= Trade Union Defender =

The trade union defender (formerly called: worker defender) in French law, is a person who exercises functions of assistance or representation of employees before the industrial tribunals and the Courts of Appeal in labor matters.

This person is appointed by a trade union or professional organization. This function was created by a legislator in 1958.

== Field of practice ==
Article 258 of the law of August 6, 2015, known as the Macron law (named after Emmanuel Macron), redefines the field of practice of the trade union defender and frames his prerogatives.

He is registered on a list drawn up by the administrative authority at regional level, on the proposal of representative organizations of employers and employees at national and inter-professional, national and multi-professional level or in at least one branch under conditions defined by decree.
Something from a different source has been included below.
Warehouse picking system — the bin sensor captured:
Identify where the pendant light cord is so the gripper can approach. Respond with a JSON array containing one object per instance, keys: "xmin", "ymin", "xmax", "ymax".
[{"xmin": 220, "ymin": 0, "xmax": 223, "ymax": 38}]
In establishments with at least eleven employees, the union defender has the time necessary to carry out his duties within the limit of ten hours per month. The time spent by the union defender outside the company during working hours for the exercise of his mission is assimilated to effective working time for the determination of the duration of paid leave and the right to social insurance benefits and family benefits as well as with regard to all the rights that the employee has due to his seniority in the company. These absences are remunerated by the employer and do not entail any reduction in remuneration and corresponding benefits.

Employers are reimbursed by the state for wages maintained during the absences of the union defender for the exercise of his mission as well as the corresponding benefits and social security contributions.